Re: Yet more Bash syntax help - 23/04/2019 17:48

Shonky,

Thank you so much for that brilliant answer.

The reason that I was bashing my head against it was because I was convinced that the problem was with the syntax or the string-quoting of the variable being passed into the find command. I hadn't considered the possibility of the results coming back out of the command to be the root cause. Very cool, thank you.

Mark,

You're correct that it looks weird to use "find" to test the age of a file. After googling for the simplest and most reliable way to do that task, everyone on the internet seemed to agree that using the "-mmin" parameter of the find command was the best way. Looking at the built-in parameters to "find", it seems that indeed it's designed to do this very thing, and it does it quite well. The only issue with that method is that a true/false test must be done the way Shonky shows it, not the way I saw it in the first example I found on StackOverflow. Clearly the StackOverflow answer-er didn't test their example code with spaces in the path name.

Canuck,

Thank you so much for the alternative method of testing the file age. That is certainly a more direct way to do the test. I had preferred the simplicity of using the "find" command as a one-liner because the syntax was cleaner.
Posted by: Roger

Re: Yet more Bash syntax help - 24/04/2019 11:05

Originally Posted By: tfabris
spaces in the path name


People with a long history of using Unices don't use spaces in file names, because they break so many tools.
Posted by: mlord

Re: Yet more Bash syntax help - 24/04/2019 14:01

Originally Posted By: Shonky

Code:
# Ensure the file is present. Works with both versions of the files.
if [ ! -f "$testFile" ]
then
  echo "Test file not found. Exiting."
  exit 1
fi
echo "Test file is present. Continuing program."
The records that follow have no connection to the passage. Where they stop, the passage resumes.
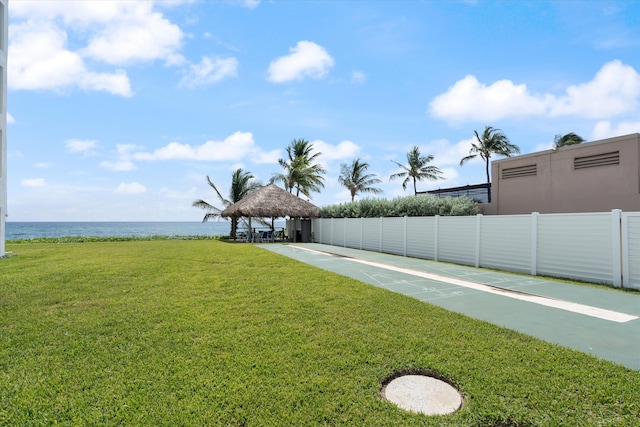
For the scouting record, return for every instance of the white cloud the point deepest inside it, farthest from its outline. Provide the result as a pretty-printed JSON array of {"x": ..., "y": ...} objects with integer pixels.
[
  {"x": 306, "y": 59},
  {"x": 209, "y": 71},
  {"x": 613, "y": 91},
  {"x": 33, "y": 182},
  {"x": 107, "y": 32},
  {"x": 250, "y": 4},
  {"x": 137, "y": 34},
  {"x": 40, "y": 60},
  {"x": 345, "y": 150},
  {"x": 446, "y": 154},
  {"x": 83, "y": 146},
  {"x": 119, "y": 165},
  {"x": 236, "y": 147},
  {"x": 131, "y": 188},
  {"x": 468, "y": 99},
  {"x": 605, "y": 129}
]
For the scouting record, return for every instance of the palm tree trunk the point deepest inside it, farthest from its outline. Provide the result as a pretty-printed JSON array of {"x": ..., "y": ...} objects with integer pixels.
[{"x": 487, "y": 169}]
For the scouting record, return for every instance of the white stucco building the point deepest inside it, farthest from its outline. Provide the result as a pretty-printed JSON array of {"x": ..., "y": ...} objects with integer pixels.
[{"x": 4, "y": 24}]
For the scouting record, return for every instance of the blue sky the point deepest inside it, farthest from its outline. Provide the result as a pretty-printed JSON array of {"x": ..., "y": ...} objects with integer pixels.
[{"x": 119, "y": 110}]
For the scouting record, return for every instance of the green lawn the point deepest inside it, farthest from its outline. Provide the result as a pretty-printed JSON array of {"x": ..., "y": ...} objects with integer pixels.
[{"x": 174, "y": 333}]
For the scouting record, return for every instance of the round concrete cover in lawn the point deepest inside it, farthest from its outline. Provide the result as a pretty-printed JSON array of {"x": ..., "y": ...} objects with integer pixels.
[{"x": 423, "y": 394}]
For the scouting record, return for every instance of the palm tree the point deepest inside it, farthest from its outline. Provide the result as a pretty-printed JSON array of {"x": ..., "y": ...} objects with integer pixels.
[
  {"x": 356, "y": 180},
  {"x": 299, "y": 170},
  {"x": 567, "y": 139},
  {"x": 492, "y": 141},
  {"x": 416, "y": 169},
  {"x": 242, "y": 184}
]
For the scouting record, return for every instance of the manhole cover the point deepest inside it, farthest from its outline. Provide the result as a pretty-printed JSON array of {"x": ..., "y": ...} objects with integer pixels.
[{"x": 423, "y": 394}]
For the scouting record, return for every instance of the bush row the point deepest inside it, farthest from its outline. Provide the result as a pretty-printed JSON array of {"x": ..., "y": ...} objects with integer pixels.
[{"x": 403, "y": 206}]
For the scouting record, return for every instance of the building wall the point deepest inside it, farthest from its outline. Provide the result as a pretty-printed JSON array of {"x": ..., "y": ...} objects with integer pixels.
[
  {"x": 4, "y": 12},
  {"x": 590, "y": 177}
]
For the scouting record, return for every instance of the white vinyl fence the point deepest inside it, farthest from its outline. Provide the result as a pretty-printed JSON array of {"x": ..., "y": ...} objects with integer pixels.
[{"x": 601, "y": 247}]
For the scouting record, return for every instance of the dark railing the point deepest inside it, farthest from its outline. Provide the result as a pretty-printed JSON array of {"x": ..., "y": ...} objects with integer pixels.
[{"x": 479, "y": 192}]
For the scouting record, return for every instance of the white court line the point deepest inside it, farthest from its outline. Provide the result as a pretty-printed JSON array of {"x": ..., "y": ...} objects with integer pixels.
[{"x": 587, "y": 310}]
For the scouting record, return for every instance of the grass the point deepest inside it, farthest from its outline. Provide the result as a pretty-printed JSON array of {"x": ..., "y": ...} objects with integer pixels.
[{"x": 201, "y": 332}]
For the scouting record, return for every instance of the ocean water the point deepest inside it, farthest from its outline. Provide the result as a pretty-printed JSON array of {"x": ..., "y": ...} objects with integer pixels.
[{"x": 34, "y": 230}]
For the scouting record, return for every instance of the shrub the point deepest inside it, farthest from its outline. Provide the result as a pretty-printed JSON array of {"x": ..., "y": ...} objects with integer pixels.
[{"x": 403, "y": 206}]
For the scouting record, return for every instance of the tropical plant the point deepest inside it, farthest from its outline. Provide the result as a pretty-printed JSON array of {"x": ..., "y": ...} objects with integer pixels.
[
  {"x": 354, "y": 178},
  {"x": 416, "y": 169},
  {"x": 567, "y": 139},
  {"x": 299, "y": 170},
  {"x": 242, "y": 184},
  {"x": 492, "y": 141},
  {"x": 403, "y": 206}
]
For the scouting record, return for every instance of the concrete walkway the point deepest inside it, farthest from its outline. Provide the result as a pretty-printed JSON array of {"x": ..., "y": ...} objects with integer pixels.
[{"x": 598, "y": 321}]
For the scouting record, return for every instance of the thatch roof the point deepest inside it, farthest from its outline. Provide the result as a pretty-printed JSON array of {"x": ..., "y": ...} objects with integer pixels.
[{"x": 272, "y": 201}]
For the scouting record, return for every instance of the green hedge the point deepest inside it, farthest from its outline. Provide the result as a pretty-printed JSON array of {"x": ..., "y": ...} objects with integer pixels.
[{"x": 403, "y": 206}]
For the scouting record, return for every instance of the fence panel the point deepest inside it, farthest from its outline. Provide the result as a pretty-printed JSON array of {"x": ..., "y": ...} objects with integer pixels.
[
  {"x": 457, "y": 239},
  {"x": 631, "y": 249},
  {"x": 393, "y": 235},
  {"x": 319, "y": 233},
  {"x": 421, "y": 235},
  {"x": 576, "y": 246},
  {"x": 371, "y": 234},
  {"x": 337, "y": 231},
  {"x": 505, "y": 243},
  {"x": 353, "y": 231}
]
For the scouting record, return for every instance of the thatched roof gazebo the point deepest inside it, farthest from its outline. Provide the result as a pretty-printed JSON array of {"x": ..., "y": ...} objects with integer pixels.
[{"x": 271, "y": 201}]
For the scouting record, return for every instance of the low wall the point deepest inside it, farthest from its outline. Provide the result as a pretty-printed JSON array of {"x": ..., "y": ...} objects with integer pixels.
[{"x": 602, "y": 247}]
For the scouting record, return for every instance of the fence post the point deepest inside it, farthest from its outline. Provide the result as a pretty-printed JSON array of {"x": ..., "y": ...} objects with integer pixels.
[
  {"x": 478, "y": 232},
  {"x": 626, "y": 268},
  {"x": 404, "y": 252},
  {"x": 331, "y": 235},
  {"x": 344, "y": 237},
  {"x": 534, "y": 243},
  {"x": 435, "y": 238},
  {"x": 617, "y": 247},
  {"x": 381, "y": 230}
]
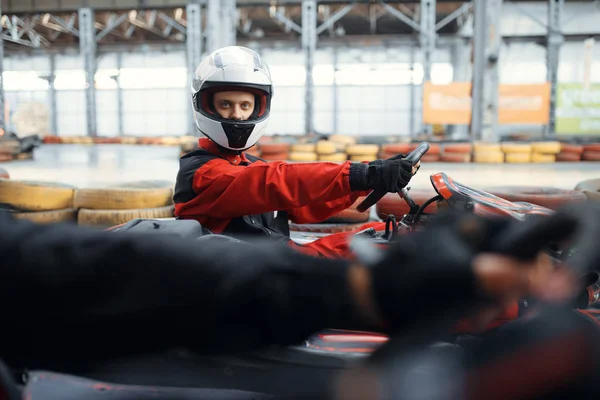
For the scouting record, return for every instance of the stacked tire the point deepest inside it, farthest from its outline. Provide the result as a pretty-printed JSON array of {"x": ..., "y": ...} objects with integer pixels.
[
  {"x": 362, "y": 152},
  {"x": 591, "y": 152},
  {"x": 331, "y": 151},
  {"x": 40, "y": 202},
  {"x": 590, "y": 188},
  {"x": 303, "y": 152},
  {"x": 545, "y": 152},
  {"x": 570, "y": 152},
  {"x": 9, "y": 149},
  {"x": 106, "y": 207},
  {"x": 516, "y": 153},
  {"x": 488, "y": 153}
]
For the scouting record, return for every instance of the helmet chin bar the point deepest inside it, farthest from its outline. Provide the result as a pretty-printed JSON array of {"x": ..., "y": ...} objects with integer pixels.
[{"x": 237, "y": 134}]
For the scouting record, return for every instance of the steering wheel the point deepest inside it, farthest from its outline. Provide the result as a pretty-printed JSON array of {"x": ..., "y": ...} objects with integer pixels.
[{"x": 413, "y": 157}]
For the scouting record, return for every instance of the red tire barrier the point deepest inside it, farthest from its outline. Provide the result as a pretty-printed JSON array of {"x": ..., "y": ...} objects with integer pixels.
[
  {"x": 281, "y": 156},
  {"x": 461, "y": 148},
  {"x": 592, "y": 147},
  {"x": 396, "y": 148},
  {"x": 324, "y": 228},
  {"x": 591, "y": 156},
  {"x": 455, "y": 157},
  {"x": 274, "y": 148},
  {"x": 430, "y": 157},
  {"x": 591, "y": 188},
  {"x": 571, "y": 148}
]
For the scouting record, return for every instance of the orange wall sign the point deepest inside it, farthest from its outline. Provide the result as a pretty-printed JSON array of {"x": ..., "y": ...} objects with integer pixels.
[{"x": 518, "y": 104}]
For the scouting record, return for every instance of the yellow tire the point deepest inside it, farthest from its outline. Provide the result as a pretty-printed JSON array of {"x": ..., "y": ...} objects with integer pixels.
[
  {"x": 303, "y": 156},
  {"x": 486, "y": 147},
  {"x": 543, "y": 158},
  {"x": 108, "y": 218},
  {"x": 342, "y": 139},
  {"x": 516, "y": 148},
  {"x": 36, "y": 196},
  {"x": 489, "y": 157},
  {"x": 546, "y": 147},
  {"x": 327, "y": 147},
  {"x": 48, "y": 217},
  {"x": 364, "y": 157},
  {"x": 360, "y": 149},
  {"x": 516, "y": 158},
  {"x": 336, "y": 157},
  {"x": 303, "y": 148},
  {"x": 129, "y": 140},
  {"x": 122, "y": 198}
]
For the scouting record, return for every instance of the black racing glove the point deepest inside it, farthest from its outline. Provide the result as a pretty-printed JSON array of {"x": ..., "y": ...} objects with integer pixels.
[{"x": 390, "y": 175}]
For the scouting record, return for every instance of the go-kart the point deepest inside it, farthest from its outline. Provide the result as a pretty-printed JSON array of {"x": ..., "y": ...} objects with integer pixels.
[{"x": 304, "y": 370}]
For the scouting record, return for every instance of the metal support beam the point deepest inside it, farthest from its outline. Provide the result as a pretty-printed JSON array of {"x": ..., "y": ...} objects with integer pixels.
[
  {"x": 87, "y": 47},
  {"x": 2, "y": 121},
  {"x": 398, "y": 14},
  {"x": 553, "y": 43},
  {"x": 194, "y": 50},
  {"x": 413, "y": 93},
  {"x": 329, "y": 22},
  {"x": 487, "y": 41},
  {"x": 222, "y": 24},
  {"x": 52, "y": 95},
  {"x": 460, "y": 56},
  {"x": 465, "y": 8},
  {"x": 427, "y": 40},
  {"x": 336, "y": 104},
  {"x": 309, "y": 46},
  {"x": 119, "y": 94}
]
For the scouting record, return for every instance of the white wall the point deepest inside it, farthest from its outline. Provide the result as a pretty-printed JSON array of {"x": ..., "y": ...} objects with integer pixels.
[{"x": 373, "y": 88}]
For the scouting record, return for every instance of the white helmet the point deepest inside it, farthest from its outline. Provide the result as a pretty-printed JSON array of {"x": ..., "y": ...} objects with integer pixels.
[{"x": 232, "y": 68}]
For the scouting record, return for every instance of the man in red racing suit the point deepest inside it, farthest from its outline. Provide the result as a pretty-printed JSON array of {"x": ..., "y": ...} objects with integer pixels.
[{"x": 233, "y": 193}]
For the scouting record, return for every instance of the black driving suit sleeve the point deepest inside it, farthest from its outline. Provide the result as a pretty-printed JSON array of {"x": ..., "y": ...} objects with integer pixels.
[{"x": 71, "y": 293}]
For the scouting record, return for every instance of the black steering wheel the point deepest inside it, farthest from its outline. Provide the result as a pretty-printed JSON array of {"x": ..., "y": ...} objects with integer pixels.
[{"x": 413, "y": 157}]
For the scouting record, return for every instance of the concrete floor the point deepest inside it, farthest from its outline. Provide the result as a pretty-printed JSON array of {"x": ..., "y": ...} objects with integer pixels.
[{"x": 101, "y": 165}]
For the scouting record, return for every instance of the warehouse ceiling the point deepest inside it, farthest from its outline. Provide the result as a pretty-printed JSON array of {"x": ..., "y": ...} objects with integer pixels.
[{"x": 45, "y": 24}]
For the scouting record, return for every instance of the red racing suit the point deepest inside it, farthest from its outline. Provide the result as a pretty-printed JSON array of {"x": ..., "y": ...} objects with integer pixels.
[{"x": 240, "y": 195}]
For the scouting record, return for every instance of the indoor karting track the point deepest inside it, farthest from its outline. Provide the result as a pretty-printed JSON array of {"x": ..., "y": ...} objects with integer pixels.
[{"x": 99, "y": 165}]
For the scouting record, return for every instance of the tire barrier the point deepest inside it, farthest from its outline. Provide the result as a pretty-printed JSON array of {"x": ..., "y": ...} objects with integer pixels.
[
  {"x": 105, "y": 207},
  {"x": 107, "y": 218},
  {"x": 589, "y": 155},
  {"x": 47, "y": 202},
  {"x": 340, "y": 148},
  {"x": 591, "y": 189},
  {"x": 551, "y": 198},
  {"x": 41, "y": 202}
]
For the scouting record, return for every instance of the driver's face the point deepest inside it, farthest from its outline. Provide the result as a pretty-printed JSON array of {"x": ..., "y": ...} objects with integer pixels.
[{"x": 234, "y": 105}]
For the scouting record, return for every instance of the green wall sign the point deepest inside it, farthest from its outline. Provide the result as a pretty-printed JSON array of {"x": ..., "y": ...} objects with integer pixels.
[{"x": 577, "y": 109}]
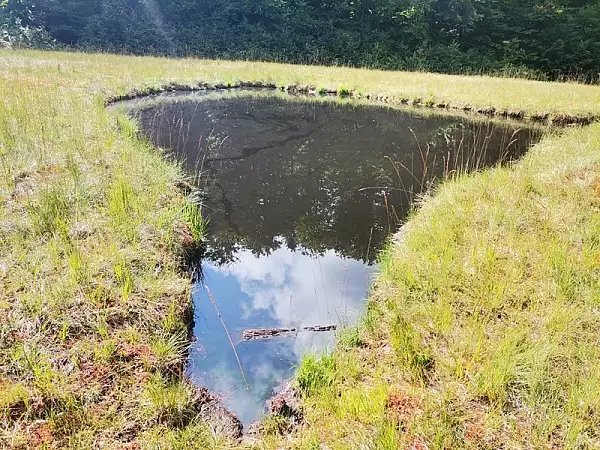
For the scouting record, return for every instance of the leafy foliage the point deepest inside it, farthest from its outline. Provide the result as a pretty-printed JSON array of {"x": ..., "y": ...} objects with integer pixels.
[{"x": 534, "y": 38}]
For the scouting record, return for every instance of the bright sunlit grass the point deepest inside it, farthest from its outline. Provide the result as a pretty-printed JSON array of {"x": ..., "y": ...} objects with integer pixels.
[{"x": 482, "y": 331}]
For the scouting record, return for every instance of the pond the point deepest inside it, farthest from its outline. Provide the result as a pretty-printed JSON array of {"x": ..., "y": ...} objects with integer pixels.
[{"x": 301, "y": 196}]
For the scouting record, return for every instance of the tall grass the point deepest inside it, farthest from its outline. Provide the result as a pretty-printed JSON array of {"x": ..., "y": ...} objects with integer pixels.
[{"x": 496, "y": 275}]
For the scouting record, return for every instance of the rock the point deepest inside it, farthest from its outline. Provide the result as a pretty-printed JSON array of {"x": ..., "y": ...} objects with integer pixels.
[{"x": 222, "y": 421}]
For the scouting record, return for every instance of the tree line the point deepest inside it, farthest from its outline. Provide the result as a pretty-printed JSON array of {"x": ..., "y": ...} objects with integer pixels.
[{"x": 548, "y": 39}]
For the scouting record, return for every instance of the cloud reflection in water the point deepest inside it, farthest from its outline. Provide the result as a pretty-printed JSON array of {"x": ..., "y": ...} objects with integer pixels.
[{"x": 284, "y": 288}]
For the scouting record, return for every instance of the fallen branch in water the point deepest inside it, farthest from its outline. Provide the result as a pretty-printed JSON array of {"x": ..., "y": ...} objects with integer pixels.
[
  {"x": 265, "y": 333},
  {"x": 213, "y": 301}
]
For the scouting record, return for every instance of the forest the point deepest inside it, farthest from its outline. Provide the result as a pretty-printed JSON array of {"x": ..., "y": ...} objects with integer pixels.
[{"x": 547, "y": 39}]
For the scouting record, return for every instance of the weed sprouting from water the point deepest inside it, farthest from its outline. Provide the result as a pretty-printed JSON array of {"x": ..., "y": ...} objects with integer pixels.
[{"x": 315, "y": 373}]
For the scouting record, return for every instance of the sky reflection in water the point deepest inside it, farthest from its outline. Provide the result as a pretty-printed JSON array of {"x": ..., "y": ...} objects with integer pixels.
[
  {"x": 301, "y": 196},
  {"x": 285, "y": 288}
]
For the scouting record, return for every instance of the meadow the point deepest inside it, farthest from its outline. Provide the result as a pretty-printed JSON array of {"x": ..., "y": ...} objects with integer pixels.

Note that the test above does not seem to be necessary given the code changes suggested further on, and in fact also serves to introduce a race condition into the script: the file could be removed or created elsewhere between the two tests. In this case, the race doesn't matter (really!), but it also demonstrates that the pre-test for existence above isn't as useful as one might think.

It's really a shame that "find" doesn't return a non-zero exit status for cases where nothing is found. Doing so could simplify scripts like this one, but would also break many others.

Cheers
Posted by: tfabris

Re: Yet more Bash syntax help - 24/04/2019 22:03

Quote:
People with a long history of using Unices don't use spaces in file names, because they break so many tools.


It took me a long time to get comfortable with spaces in file names on Windows, for similar reasons. And there too, I still sometimes find spaces break certain tools, or require the tool to be edited.


Quote:
Note that the test above does not seem to be necessary given the code changes suggested further on, and in fact also serves to introduce a race condition into the script


Good point. The actual code where I'm using this is structured differently, and so the race wouldn't exist. I put it into the example script, just to prove to myself that I wasn't crazy; that the file exists, and the quoting works for that file name in an "if" statement.
Posted by: jmwking

Re: Yet more Bash syntax help - 27/04/2019 01:14

Yeah. No spaces here. Just underscores when appropriate/unavoidable.